Amnesty's call came on Saturday after it published a 40-page report that showed 18 cases, mostly in the first two months of the year, where the Syrian government and Russian forces targeted schools and hospitals in opposition-held areas, including Idlib, Aleppo and Hama.
The report, titled ‘Nowhere is safe for us': Unlawful attacks and mass displacement in north-west Syria contained intercepted Russian and Syrian flight communications corroborated by eyewitness accounts and expert analysis of satellite imagery.
The U.K.-based rights group said that Syrian and/or Russian attacks severely damaged or destroyed ten medical facilities in Idlib and Aleppo between December 2019 and February 2020, killing nine members of staff.
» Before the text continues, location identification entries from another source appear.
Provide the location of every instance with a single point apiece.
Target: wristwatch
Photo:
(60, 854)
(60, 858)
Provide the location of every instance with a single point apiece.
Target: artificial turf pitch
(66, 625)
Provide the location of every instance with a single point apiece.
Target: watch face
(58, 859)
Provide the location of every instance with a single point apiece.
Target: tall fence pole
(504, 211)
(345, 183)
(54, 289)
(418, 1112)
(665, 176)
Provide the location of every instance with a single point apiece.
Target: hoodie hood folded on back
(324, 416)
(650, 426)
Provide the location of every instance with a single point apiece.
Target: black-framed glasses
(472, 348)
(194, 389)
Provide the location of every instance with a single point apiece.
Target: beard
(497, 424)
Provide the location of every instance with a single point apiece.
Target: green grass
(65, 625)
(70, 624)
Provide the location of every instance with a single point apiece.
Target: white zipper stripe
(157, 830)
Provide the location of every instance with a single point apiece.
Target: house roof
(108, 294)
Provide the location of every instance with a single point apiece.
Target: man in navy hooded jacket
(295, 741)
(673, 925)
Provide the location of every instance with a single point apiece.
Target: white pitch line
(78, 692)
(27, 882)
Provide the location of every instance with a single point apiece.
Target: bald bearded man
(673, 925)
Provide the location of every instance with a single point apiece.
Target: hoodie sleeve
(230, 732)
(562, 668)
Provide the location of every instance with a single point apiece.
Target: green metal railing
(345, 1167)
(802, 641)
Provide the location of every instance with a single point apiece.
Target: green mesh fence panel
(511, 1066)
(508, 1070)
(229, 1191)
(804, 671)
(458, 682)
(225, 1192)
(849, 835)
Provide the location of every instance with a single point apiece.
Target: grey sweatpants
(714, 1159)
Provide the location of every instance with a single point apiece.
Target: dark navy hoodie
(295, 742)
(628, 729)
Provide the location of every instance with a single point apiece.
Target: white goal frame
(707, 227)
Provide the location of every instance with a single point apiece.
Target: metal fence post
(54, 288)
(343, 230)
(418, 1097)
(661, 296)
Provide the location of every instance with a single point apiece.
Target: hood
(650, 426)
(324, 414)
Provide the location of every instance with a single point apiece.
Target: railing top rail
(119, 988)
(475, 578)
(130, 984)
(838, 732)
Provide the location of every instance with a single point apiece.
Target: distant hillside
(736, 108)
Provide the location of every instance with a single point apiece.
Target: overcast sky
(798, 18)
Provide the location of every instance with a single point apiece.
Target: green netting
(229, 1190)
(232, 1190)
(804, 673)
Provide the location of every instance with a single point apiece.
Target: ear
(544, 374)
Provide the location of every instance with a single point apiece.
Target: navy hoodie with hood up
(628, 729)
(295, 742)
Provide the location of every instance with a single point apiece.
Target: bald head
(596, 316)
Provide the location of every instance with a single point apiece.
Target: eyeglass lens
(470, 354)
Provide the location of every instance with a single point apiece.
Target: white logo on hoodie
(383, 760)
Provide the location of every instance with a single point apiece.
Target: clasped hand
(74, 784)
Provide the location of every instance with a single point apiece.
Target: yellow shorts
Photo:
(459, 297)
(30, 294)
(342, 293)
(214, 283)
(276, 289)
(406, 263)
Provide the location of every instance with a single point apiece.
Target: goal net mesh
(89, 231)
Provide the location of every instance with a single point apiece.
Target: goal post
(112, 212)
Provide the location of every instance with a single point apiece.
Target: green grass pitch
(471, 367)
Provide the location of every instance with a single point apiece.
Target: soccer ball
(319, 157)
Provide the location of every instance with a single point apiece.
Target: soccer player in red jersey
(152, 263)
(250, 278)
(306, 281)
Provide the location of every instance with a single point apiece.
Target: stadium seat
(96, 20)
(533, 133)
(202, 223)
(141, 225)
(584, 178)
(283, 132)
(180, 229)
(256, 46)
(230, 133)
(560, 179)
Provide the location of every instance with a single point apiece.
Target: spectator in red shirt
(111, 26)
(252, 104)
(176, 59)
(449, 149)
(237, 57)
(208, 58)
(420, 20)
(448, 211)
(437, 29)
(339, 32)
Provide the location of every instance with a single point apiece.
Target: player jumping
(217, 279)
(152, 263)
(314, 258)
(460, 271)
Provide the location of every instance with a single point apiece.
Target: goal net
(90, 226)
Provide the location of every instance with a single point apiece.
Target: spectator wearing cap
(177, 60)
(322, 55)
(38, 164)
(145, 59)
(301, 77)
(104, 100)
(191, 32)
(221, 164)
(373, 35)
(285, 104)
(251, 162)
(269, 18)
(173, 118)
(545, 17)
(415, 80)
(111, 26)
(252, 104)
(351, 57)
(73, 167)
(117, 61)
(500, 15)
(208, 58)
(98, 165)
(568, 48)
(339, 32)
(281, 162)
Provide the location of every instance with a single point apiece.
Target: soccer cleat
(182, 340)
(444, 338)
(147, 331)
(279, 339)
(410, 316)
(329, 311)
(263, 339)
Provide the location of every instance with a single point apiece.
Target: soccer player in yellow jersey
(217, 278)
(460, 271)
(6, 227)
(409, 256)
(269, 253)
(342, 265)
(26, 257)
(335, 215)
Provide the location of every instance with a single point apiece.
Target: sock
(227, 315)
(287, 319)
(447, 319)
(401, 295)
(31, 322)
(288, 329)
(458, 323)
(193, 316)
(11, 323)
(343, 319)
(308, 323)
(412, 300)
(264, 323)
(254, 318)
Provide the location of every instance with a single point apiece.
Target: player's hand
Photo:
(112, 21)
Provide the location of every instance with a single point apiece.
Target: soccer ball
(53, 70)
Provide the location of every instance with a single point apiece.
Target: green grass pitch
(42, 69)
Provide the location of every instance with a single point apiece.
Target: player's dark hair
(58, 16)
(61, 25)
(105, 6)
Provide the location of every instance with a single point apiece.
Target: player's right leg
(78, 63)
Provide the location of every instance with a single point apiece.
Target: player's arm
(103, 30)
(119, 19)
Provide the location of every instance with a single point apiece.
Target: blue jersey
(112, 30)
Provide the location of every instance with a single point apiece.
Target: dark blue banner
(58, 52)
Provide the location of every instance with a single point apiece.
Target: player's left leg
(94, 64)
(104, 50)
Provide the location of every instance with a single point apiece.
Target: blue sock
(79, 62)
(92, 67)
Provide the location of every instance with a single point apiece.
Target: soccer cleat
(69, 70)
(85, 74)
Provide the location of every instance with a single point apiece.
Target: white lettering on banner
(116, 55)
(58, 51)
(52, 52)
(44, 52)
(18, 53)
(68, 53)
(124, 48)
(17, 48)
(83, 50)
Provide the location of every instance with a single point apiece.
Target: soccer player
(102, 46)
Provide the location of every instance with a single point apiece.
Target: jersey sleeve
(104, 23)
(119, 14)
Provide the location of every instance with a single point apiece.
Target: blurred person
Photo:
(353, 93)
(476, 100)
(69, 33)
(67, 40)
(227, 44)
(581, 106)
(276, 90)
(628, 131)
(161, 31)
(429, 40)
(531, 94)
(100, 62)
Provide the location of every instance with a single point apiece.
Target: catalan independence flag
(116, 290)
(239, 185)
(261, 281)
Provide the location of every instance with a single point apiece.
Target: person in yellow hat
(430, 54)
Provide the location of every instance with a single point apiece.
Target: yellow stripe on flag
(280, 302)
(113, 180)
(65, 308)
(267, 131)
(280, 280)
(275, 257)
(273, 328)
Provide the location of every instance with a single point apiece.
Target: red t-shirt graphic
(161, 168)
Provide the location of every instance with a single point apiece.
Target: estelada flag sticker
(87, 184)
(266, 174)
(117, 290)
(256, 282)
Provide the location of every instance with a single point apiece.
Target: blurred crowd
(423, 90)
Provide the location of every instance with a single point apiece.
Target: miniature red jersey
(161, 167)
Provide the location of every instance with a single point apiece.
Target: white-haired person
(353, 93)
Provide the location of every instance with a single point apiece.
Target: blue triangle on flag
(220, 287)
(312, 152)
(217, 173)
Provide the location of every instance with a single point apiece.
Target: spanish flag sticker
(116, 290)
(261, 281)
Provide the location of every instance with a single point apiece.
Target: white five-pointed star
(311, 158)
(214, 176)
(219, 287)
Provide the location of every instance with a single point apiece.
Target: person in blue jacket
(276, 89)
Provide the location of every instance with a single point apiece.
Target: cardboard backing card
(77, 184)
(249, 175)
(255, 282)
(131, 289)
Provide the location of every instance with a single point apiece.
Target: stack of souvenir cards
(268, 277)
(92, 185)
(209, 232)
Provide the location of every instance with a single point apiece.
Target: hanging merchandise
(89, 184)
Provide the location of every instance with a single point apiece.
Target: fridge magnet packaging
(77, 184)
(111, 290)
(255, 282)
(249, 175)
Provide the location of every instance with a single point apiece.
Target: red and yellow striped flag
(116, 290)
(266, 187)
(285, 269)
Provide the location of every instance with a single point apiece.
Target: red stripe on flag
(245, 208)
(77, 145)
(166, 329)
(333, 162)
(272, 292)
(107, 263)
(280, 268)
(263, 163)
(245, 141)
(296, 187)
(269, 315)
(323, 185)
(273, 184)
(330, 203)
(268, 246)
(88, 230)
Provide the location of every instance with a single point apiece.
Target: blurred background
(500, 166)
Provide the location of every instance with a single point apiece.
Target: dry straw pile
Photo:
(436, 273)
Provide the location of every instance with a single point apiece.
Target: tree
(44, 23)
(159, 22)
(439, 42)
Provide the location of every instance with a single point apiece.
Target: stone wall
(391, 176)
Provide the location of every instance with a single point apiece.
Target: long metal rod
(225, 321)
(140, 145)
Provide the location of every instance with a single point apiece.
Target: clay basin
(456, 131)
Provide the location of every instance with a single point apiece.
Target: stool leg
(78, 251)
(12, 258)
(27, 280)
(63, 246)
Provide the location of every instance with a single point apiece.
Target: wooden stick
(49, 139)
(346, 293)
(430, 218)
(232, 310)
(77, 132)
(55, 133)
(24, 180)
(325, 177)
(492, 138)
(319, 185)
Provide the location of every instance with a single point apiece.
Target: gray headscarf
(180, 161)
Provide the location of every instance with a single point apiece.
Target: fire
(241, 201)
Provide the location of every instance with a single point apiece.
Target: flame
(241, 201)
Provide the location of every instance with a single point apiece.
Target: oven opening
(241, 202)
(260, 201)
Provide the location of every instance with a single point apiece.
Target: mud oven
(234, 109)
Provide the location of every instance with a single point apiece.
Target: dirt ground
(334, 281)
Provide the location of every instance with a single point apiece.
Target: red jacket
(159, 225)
One attack comprised of three airstrikes that hit the al-Shami hospital in Ariha town, Idlib Governorate, on Jan. 29, killing 11 civilians and injuring over 30 others, and was unlawfully carried out by Russian forces, according to Amnesty.
Heba Morayef, Amnesty International's Middle East and North Africa Director, said: "Even by the standards of Syria's calamitous nine-year crisis, the displacement and humanitarian emergency sparked by the latest onslaught on Idlib has been unprecedented.
"The U.N. Security Council must not cut the vital lifeline of cross-border humanitarian aid while thousands of lives hang in the balance.
"The latest offensive continued an abhorrent pattern of widespread and systematic attacks aimed at terrorizing the civilian population.
"Meanwhile, Russia has continued to provide invaluable military support – including by directly carrying out unlawful airstrikes – despite evidence that it is facilitating the Syrian military's commission of war crimes and crimes against humanity.
"U.N. officials have already called Idlib a humanitarian ‘horror story' – this will only worsen unless the Security Council sees beyond political ploys and sustains the precious lifeline of cross-border humanitarian aid."
The latest fighting in Idlib has forced almost one million people, over 80% of whom are women and children, to flee towards Turkey.
In July 2014, the U.N. Security Council unanimously passed a resolution allowing delivery of cross-border air to northwestern Syria and other opposition-held areas without the Syrian government's consent.
The resolution, which has since been extended a number of times, albeit with increased difficulty and reduced scope, is set to expire on July 10.
The Syrian regime and its backers want the aid to be channeled through Damascus, making it more difficult for the U.N. and humanitarian agencies to deliver timely and sustained aid.
The regime has previously sought to restrict aid requirements through bureaucratic requirements and blacklisting aid workers associated with opposition-held areas.